Apple share-price-off-a-cliff: Told you that would happen
Don't tell Oracle, but you can be too rich and too thin
I was allowed to write this piece because in November I wrote to our glorious editor after a London Quant's Group seminar to say that the price of Apple shares would tank sooner rather than later.
As you all know, that’s just what happened - from just shy of $800 to the mid $400s. The reason I don’t make all that much money out of that is the economics were inevitable but the timing was viciously hard to call.
The Free Cash Problem
It tells you something about economists that this is what it’s called.
Both history and game theory tell us that cash piles will inevitably be squandered, often doing more harm than good. But if the Powerpoints that senior people at your firm confuse with actually managing are saying “We can do more with less”, you’ll be rightly sceptical of the idea that more money will make you less efficient.
Imagine for a second that Apple is the best tech firm on the planet. Certainly that is what some people tell me. Why would you think that is good for the share price ?
It’s no secret that fondleslabs are selling well and by the time you read this the wrist Jobs may be on offer. Shares only outperform the market if there’s good news, not olds. The share price reflects the expectations of future earnings and so being the best is not good enough when you come to deal with the dangers of success.
Money is a harsh Mistress
As an IT pro you have to make hard decisions like getting a new UPS that is actually uninterruptible this time, or an extra server to cope with traffic. I don’t know what’s better for you and I doubt you do either, at least not with 100 per cent accuracy, but you will try to make the best call and unless you work for Capita I have confidence that you will usually be right.
You can put all your options into an ordered list with paying the power bill at the top and buying me beer at the bottom. Once you get past the things you must do else the business stops, you get into a mix of what you need to do and what you’d like to do.
We’re alone here, so you can be honest with me. That huge Apple monitor you have doesn’t really up your productivity does it? This is captured in the most openly cynical academic subject, “Agency Theory”, AKA the difference between what you pay people to do and what they actually do in response to their incentives.
So as you move down the ordered list you inevitably get less bang for your buck as necessary spending evolves into good spending into nice to haves and ultimately “we’ve got to spend X by the end of the year else our budget will be cut next year.”
You could act for the good of the firm by saying “we don’t need more cash”. But in 30 years of IT I have never seen this happen. Have you?
The inevitable fact is that giving you more and more money compels you to make worse decisions and this is the important bit. No matter how good you are at deciding, more money makes your decisions dumber.
Freed of the discipline of paying urgent bills, you don’t just pocket the spare cash (usually), but it’s easier in your own mind to justify things that are sort-of useful like those really cool biometric eye scanners for the comms room or an off-site team meeting in a nice hotel with spa and reassuringly expensive bar.
This effect scales all the way to the event horizon. Exactly why does Apple or Oracle need a high status HQ building? Yes you get better staff if the working conditions are nice, but ultimately you look out of your office window, so the beauteous HQ is for the benefit of others.
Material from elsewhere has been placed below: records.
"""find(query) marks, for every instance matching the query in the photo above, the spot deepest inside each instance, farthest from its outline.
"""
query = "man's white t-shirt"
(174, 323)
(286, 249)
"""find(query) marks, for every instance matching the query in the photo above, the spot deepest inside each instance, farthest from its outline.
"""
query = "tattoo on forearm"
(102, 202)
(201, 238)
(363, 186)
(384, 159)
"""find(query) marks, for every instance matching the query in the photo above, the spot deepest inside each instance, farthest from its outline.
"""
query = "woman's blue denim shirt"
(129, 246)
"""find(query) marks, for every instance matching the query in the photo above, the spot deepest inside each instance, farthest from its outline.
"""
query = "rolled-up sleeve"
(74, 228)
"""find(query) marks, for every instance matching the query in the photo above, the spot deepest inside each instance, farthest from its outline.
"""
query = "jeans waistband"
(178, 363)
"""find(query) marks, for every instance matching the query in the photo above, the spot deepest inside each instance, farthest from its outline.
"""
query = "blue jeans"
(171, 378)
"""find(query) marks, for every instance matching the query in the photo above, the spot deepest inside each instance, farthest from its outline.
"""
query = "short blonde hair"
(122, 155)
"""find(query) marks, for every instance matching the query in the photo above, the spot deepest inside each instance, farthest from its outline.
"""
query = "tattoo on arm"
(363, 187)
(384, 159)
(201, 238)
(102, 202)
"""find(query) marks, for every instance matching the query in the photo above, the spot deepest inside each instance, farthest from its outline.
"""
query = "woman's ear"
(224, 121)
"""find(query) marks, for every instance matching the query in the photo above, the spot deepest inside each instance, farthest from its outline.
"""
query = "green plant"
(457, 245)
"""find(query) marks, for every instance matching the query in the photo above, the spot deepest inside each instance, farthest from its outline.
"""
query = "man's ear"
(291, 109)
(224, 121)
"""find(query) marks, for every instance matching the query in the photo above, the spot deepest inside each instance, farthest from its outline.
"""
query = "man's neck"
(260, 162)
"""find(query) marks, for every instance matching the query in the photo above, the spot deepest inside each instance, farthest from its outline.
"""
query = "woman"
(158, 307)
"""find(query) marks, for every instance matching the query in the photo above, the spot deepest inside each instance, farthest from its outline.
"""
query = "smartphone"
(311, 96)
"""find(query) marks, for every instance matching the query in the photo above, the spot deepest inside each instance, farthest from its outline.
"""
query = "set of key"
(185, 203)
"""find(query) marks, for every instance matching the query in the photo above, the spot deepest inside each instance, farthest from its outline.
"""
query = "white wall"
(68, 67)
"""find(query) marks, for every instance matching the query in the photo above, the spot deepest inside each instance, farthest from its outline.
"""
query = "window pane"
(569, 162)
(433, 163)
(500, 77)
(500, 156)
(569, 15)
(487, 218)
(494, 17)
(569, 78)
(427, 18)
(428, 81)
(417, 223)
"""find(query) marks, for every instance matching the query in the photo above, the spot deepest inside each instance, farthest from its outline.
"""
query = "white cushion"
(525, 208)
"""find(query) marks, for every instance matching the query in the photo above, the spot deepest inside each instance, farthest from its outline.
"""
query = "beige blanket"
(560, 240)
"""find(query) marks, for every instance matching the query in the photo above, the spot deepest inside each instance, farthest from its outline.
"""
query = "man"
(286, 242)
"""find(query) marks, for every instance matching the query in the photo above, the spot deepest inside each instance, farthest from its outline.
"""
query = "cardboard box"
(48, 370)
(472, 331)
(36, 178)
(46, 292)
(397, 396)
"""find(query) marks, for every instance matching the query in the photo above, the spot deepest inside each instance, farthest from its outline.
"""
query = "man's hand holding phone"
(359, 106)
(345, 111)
Of course Apple has so much cash that a few hundred megabucks on offices won’t come close to breaking them, but a few hundred meg here, a few there and pretty soon you’re talking about real money.
Managing the Cash Pile
You probably know that the Macintosh was named after the kind of Apple, not the coat, so it follows that the hedge fund that handles a large chunk of Apple's cash is called Braeburn. Nor should it really surprise you that its performance relative to the market is rather less than stellar. As any Quant will tell you, the only consistent performance of fund managers is under-performance, a fact borne out by a lot of research as well as personal experience.
Until it peaked, the share price of Apple meant that almost any other investment would have a lower return so cash actually acts as a drag. So unless you believe that Apple has an unlimited number of high return investments the return as a percentage of the assets must go down as the cash pile increases.
Of course you can get more investment returns by taking on more risk. For instance at the start of the year those nice safe banks in Cyprus were offering good returns, however just like in Iceland that did not turn out well and that's before we enter the choppy waters of Madoff-scale scams which conned high end professionals as well as ordinary decent folk.